› Forums › Speech Synthesis › Evaluation › Output quality: common evaluation framework & materials (SUS)
- This topic has 2 replies, 2 voices, and was last updated 8 years, 6 months ago by Simon.
-
AuthorPosts
-
-
February 7, 2016 at 01:23 #2458
While evaluating the output quality of the system using human listeners:
1) If each TTS engineer decides on the evaluation metric/test arbitrarily then there is no common ‘rule of conduct’ on the experimental design. Benoît et al. (Benoît, C., Grice, M. & Hazan, V. (1996). “The SUS test: a method for the assessment of text-to-speech synthesis intelligibility using Semantically Unpredictable Sentences”. Speech Communication, vol. 18, pp. 381-392.) emphasise the importance of the test materials collection for the outcome of an evaluation test, when describing their Semantic Unpredictable Sentences test and recommending the optimal way to use it. Is actually SUS or any other common framework used by researchers, so that comparisons between different systems’ performance can be made easily accessible (without having to design a new test to compare the systems of interest each time)?

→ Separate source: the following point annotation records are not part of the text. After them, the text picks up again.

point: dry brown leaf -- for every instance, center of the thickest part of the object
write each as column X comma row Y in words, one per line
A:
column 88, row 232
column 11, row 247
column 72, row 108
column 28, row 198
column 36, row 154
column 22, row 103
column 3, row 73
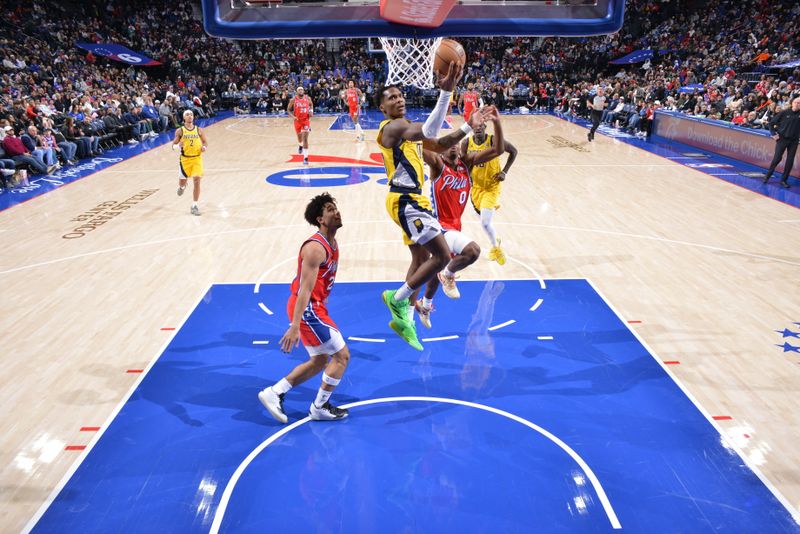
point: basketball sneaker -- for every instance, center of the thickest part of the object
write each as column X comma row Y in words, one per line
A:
column 424, row 313
column 327, row 412
column 398, row 308
column 407, row 332
column 496, row 254
column 273, row 403
column 449, row 285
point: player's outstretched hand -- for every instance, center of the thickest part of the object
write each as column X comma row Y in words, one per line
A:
column 290, row 339
column 454, row 73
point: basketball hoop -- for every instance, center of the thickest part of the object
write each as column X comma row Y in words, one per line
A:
column 410, row 60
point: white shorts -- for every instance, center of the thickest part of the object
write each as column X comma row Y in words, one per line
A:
column 456, row 241
column 330, row 347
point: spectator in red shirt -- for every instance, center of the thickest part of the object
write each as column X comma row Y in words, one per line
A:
column 16, row 150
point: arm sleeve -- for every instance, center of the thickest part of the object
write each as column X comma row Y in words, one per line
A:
column 434, row 123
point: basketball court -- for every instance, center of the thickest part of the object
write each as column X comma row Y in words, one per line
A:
column 634, row 366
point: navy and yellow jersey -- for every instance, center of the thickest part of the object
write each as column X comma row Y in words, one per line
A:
column 191, row 144
column 483, row 174
column 404, row 164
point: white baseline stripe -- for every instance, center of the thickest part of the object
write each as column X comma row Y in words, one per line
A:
column 443, row 338
column 778, row 495
column 367, row 339
column 501, row 325
column 598, row 488
column 60, row 486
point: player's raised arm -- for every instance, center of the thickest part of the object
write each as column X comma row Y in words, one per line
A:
column 202, row 135
column 434, row 161
column 313, row 255
column 400, row 129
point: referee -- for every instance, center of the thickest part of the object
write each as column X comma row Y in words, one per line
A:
column 596, row 106
column 785, row 128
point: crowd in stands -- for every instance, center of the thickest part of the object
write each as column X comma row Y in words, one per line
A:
column 59, row 104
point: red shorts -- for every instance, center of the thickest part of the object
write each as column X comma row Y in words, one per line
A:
column 302, row 126
column 316, row 324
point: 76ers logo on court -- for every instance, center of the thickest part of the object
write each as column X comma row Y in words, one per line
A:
column 348, row 172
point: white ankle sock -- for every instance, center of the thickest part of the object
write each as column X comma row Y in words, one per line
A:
column 322, row 397
column 282, row 386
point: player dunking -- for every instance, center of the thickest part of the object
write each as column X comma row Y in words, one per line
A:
column 469, row 101
column 310, row 323
column 487, row 179
column 401, row 142
column 354, row 96
column 450, row 191
column 191, row 141
column 301, row 108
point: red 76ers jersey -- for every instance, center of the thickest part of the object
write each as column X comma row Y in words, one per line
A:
column 301, row 108
column 352, row 97
column 326, row 275
column 449, row 195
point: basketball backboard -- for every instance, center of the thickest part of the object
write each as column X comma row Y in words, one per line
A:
column 263, row 19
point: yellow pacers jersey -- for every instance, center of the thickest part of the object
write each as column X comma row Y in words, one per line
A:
column 190, row 142
column 404, row 166
column 484, row 173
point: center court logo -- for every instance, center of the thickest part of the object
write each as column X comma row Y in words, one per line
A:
column 560, row 142
column 353, row 172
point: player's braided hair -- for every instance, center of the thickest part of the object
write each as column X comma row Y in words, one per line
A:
column 316, row 207
column 379, row 94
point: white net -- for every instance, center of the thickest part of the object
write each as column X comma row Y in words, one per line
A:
column 410, row 60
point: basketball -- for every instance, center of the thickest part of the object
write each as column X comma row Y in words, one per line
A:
column 448, row 51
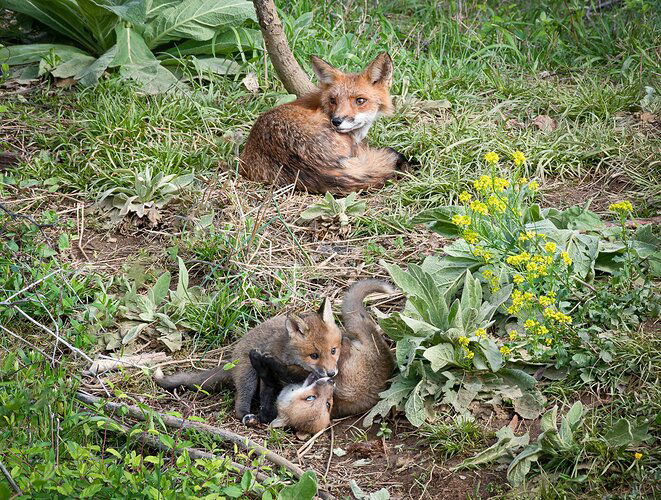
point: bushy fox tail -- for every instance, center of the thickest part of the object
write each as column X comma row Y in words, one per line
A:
column 209, row 380
column 355, row 317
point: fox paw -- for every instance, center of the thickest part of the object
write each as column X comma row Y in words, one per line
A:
column 250, row 420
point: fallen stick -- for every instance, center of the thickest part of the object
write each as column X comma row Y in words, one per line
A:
column 181, row 423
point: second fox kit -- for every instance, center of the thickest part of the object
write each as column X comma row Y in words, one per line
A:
column 364, row 367
column 305, row 344
column 316, row 140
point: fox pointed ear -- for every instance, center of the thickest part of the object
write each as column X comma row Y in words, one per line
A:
column 325, row 73
column 326, row 312
column 295, row 325
column 380, row 70
column 278, row 422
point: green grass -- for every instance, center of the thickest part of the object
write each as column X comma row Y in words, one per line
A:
column 496, row 63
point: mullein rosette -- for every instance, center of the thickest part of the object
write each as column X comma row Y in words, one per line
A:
column 494, row 221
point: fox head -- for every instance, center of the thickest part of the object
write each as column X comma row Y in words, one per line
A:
column 315, row 341
column 354, row 101
column 306, row 407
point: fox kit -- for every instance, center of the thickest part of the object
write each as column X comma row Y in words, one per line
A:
column 364, row 368
column 316, row 140
column 305, row 406
column 305, row 344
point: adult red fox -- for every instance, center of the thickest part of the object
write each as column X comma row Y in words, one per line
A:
column 316, row 140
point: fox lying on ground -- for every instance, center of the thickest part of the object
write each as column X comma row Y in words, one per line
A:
column 364, row 367
column 316, row 140
column 305, row 344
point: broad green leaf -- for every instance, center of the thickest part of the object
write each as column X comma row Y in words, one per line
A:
column 530, row 405
column 216, row 66
column 153, row 79
column 582, row 248
column 491, row 352
column 197, row 20
column 25, row 54
column 72, row 66
column 134, row 11
column 440, row 356
column 65, row 17
column 225, row 43
column 131, row 48
column 576, row 217
column 90, row 75
column 304, row 489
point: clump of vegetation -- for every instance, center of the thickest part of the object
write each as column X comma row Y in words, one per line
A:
column 140, row 38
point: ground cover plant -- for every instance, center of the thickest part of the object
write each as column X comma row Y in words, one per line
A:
column 526, row 248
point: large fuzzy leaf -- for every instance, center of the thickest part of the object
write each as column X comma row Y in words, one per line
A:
column 224, row 43
column 134, row 11
column 197, row 20
column 64, row 16
column 26, row 54
column 131, row 48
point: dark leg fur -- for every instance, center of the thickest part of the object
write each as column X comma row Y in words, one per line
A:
column 273, row 376
column 403, row 164
column 246, row 387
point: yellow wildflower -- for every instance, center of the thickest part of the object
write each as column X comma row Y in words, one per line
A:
column 557, row 315
column 519, row 158
column 500, row 184
column 479, row 207
column 465, row 197
column 528, row 235
column 621, row 207
column 516, row 260
column 471, row 236
column 546, row 301
column 496, row 204
column 461, row 220
column 491, row 157
column 484, row 183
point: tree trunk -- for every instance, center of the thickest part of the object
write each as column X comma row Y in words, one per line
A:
column 295, row 80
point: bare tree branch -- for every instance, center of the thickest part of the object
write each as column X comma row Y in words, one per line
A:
column 295, row 80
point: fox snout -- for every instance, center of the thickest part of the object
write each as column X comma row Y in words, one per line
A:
column 337, row 121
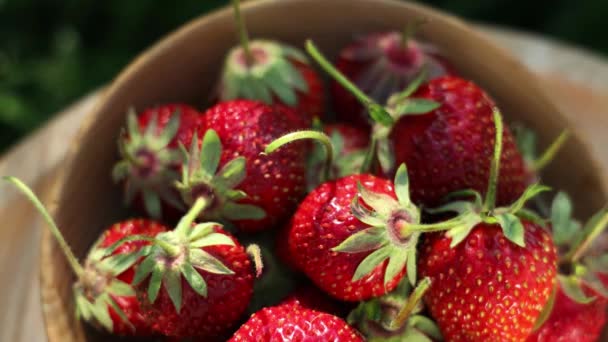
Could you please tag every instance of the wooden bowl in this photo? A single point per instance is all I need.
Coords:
(184, 67)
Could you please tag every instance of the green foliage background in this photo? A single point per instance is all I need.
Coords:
(54, 51)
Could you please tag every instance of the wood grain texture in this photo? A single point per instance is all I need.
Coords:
(35, 159)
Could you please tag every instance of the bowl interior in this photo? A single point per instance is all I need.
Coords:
(184, 66)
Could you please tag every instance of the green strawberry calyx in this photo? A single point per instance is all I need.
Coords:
(201, 179)
(396, 316)
(393, 232)
(578, 267)
(96, 283)
(383, 117)
(179, 253)
(474, 210)
(262, 69)
(148, 163)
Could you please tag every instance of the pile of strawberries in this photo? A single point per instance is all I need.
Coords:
(401, 216)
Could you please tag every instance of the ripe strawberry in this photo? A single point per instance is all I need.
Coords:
(579, 309)
(294, 323)
(195, 281)
(349, 143)
(443, 131)
(382, 64)
(492, 274)
(450, 147)
(271, 72)
(310, 297)
(252, 191)
(350, 251)
(396, 316)
(151, 158)
(487, 286)
(572, 321)
(102, 292)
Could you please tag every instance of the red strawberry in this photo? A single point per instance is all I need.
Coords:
(443, 131)
(572, 321)
(396, 316)
(353, 236)
(200, 280)
(271, 72)
(252, 191)
(487, 287)
(309, 297)
(129, 304)
(579, 310)
(382, 64)
(493, 273)
(349, 143)
(150, 164)
(102, 293)
(450, 148)
(294, 323)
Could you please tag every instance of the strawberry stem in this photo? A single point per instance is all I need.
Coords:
(255, 253)
(243, 35)
(600, 222)
(411, 304)
(29, 194)
(314, 135)
(376, 111)
(490, 199)
(551, 151)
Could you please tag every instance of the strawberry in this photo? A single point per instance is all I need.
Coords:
(295, 323)
(578, 312)
(396, 316)
(151, 159)
(572, 321)
(309, 297)
(382, 64)
(195, 281)
(271, 72)
(251, 191)
(102, 292)
(443, 130)
(493, 274)
(353, 236)
(349, 143)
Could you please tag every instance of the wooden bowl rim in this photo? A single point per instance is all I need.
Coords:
(167, 40)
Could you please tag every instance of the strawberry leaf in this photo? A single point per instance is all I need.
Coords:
(512, 228)
(371, 262)
(366, 240)
(211, 152)
(571, 286)
(402, 186)
(564, 227)
(173, 285)
(396, 263)
(155, 282)
(205, 261)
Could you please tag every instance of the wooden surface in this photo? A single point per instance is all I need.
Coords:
(577, 81)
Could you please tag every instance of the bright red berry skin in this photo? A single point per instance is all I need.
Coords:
(324, 220)
(295, 324)
(354, 138)
(376, 57)
(189, 124)
(450, 148)
(211, 316)
(487, 288)
(274, 182)
(311, 103)
(130, 305)
(572, 321)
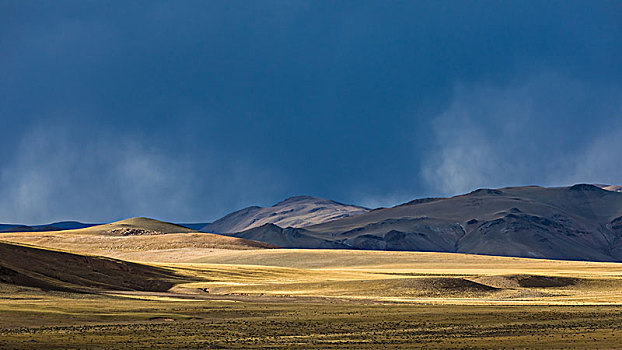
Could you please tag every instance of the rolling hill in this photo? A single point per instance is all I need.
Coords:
(580, 222)
(138, 239)
(297, 211)
(61, 271)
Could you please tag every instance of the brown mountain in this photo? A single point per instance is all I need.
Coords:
(581, 222)
(297, 211)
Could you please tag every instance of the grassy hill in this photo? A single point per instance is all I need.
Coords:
(138, 239)
(56, 270)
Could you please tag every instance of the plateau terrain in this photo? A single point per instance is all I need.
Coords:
(496, 268)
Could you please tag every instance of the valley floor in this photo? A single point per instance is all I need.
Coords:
(279, 298)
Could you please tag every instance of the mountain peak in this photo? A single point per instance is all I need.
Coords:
(300, 199)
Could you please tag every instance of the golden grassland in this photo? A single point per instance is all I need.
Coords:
(294, 298)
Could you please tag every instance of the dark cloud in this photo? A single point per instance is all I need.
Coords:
(188, 110)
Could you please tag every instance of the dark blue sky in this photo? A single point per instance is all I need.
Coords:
(186, 110)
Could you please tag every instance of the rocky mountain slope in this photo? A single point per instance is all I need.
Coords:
(297, 211)
(581, 222)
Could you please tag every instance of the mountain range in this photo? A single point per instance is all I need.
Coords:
(580, 222)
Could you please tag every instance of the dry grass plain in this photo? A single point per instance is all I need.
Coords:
(282, 298)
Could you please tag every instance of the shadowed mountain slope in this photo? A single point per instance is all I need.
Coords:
(55, 270)
(581, 222)
(298, 211)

2) Semantic predictability
I wonder if there is any point in conducting semantic unpredictable evaluation. Yes, I guess it is more important to actually hear the right word than be able to guess it from semantic context, but in the SUS case, I think the task becomes cognitively more difficult (rather than acoustically), especially for non natives. However, acontextual sentences aren’t a good fit to how TTS is used in most commercial applications – which is the ultimate reason of existence of the TTS. Are there intelligibility tests using situations that mimic the desired applications?Thanks!
-
February 7, 2016 at 12:00 #2546
In the field of speech coding there are standardised tests and methodologies for evaluating codecs. This standardisation is driven by commercial concerns, both those who invent new codecs, and those who use them (e.g., telecoms or broadcasting).
But in speech synthesis there appears to be no commercial demand for equivalent standardised tests. Commercial producers of speech synthesisers never reveal the evaluation results for their products (the same is true of automatic speech recognition).
There are, however, conventions and accepted methods for evaluation that are widely used in research and development. The SUS method is one such method and is fairly widely used (although Word Error Rate is usually reported and not Sentence Error Rate).
The Blizzard Challenge is the only substantial effort to make fair comparisons across multiple systems. The listening test design in the Blizzard Challenge is straightforward (it includes a section of SUS) and is widely used by others. The materials (speech databases + text of the test sentences) are publicly available and are also quite widely used. This is a kind of de facto standardisation.
-
February 7, 2016 at 12:13 #2547
The reason for using SUS is, of course, to avoid a ceiling effect in intelligibility. But you are not the first person(*) to suggest that SUS are highly unnatural and to wonder how much a SUS test actually tells us about real-world intelligibility.
A slightly more ecologically valid example would be evaluating the intelligibility of synthetic speech in noise, where SUS would be too difficult and ‘more normal’ sentences could be used instead. But such tests are still generally done in the lab, with artificially-added noise. They could hardly be called ecologically valid.
You ask whether “there [are] intelligibility tests using situations that mimic the desired applications?” This would certainly be desirable, and commercial companies might do this as part of usability testing. Unfortunately, mimicking the end application is a lot of work, and so makes the test slow and expensive. Once we start evaluating the synthetic speech as part of a final application, it will get harder to separate out the underlying causes for users’ responses. At this point, we reach the limit of my expertise, and would be better asking an expert, such as Maria Wolters.
* Paul Taylor always told me he was very sceptical of SUS intelligibility testing. He asserted that all commercial systems were already at ceiling intelligibility in real-world conditions, so there was no point measuring it; researchers should focus on naturalness instead. I agree with him as far as listening in quiet conditions is concerned, but synthetic speech is certainly not at ceiling intelligibility when heard in noise.
-
-
AuthorPosts
- You must be logged in to reply to this topic.